How to implement deduplication in Java? Is this showing off your skills?

Hello everyone, I am 3y. Since the deduplication logic has been reconstructed several times, many shareholders said they couldn’t understand it, so I will arrange another wave of code analysis today. austin supports two types of deduplication: the same content N times in N minutes and the same channel frequency N times in a day deduplication.

Java open source project message push platform Push to send [email] [SMS] [WeChat service account] [WeChat applet] [Enterprise WeChat] [DingTalk] and other message types.

  • gitee.com/zhongfuchen…[1]

  • github.com/ZhongFuChen…[2]

At the very beginning, my first version of the implementation looked like this:

public void duplication(TaskInfo taskInfo) {
    
    JSONObject property = JSON.parseObject(config.getProperty(DEDUPLICATION_RULE_KEY, AustinConstant.APOLLO_DEFAULT_VALUE_JSON_OBJECT));
    JSONObject contentDeduplication = property.getJSONObject(CONTENT_DEDUPLICATION);
    JSONObject frequencyDeduplication = property.getJSONObject(FREQUENCY_DEDUPLICATION);
?
    
    DeduplicationParam contentParams = DeduplicationParam.builder()
        .deduplicationTime(contentDeduplication.getLong(TIME))
        .countNum(contentDeduplication.getInteger(NUM)).taskInfo(taskInfo)
        .anchorState(AnchorState.CONTENT_DEDUPLICATION)
        .build();
    contentDeduplicationService.deduplication(contentParams);
?
?
    
    Long seconds = (DateUtil.endOfDay(new Date()).getTime() - DateUtil.current()) / 1000;
    DeduplicationParam businessParams = DeduplicationParam.builder()
        .deduplicationTime(seconds)
        .countNum(frequencyDeduplication.getInteger(NUM)).taskInfo(taskInfo)
        .anchorState(AnchorState.RULE_DEDUPLICATION)
        .build();
    frequencyDeduplicationService.deduplication(businessParams);
}

It was very simple at that time. The basic main logic was written on this entrance, and everyone should be able to understand it. Later, Brother Didi in the group said that this kind of code was not good and you couldn’t tell what it did at a glance. So I raised a wave of pull requests and reconstructed the version. The entrance is as follows:

public void duplication(TaskInfo taskInfo) {
    
    
    String deduplication = config.getProperty(DeduplicationConstants.DEDUPLICATION_RULE_KEY, AustinConstant.APOLLO_DEFAULT_VALUE_JSON_OBJECT);
    
    
    DEDUPLICATION_LIST.forEach(
        key -> {
            DeduplicationParam deduplicationParam = builderFactory.select(key).build(deduplication, key);
            if (deduplicationParam != null) {
                deduplicationParam.setTaskInfo(taskInfo);
                DeduplicationService deduplicationService = findService(key + SERVICE);
                deduplicationService.deduplication(deduplicationParam);
            }
        }
    );
}

I guess his idea is to encapsulate Construct deduplication parameters and Select specific deduplication service, so that the outermost code looks very concise.
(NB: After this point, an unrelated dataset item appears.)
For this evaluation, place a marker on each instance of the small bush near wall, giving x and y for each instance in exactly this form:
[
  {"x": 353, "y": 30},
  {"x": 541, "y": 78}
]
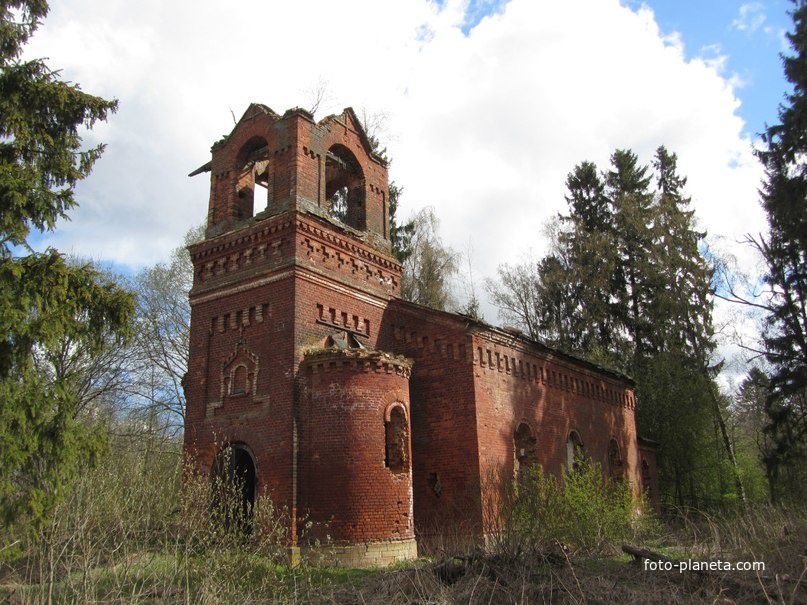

Later, I chatted with him again, and his design idea was as follows: Considering that there would be other rules for deduplication in the future, I encapsulated the deduplication logic separately, and then reconstructed it using the design pattern of the strategy template. , the refactored code template remains unchanged, supports various deduplication strategies, is more scalable, stronger and simpler

Really awesome.

I slightly changed the entry based on the above ideas, and the code finally evolved into this:

public void duplication(TaskInfo taskInfo) {
    
    String deduplicationConfig = config.getProperty(DEDUPLICATION_RULE_KEY, CommonConstant.EMPTY_JSON_OBJECT);
?
    
    List<Integer> deduplicationList = DeduplicationType.getDeduplicationList();
    for (Integer deduplicationType : deduplicationList) {
        DeduplicationParam deduplicationParam = deduplicationHolder.selectBuilder(deduplicationType).build(deduplicationConfig, taskInfo);
        if (Objects.nonNull(deduplicationParam)) {
            deduplicationHolder.selectService(deduplicationType).deduplication(deduplicationParam);
        }
    }
}

At this point, most people should be able to keep up, right? Before talking about the specific code, let’s take a brief look at the code structure of the duplication function (this will be helpful when looking at the code later)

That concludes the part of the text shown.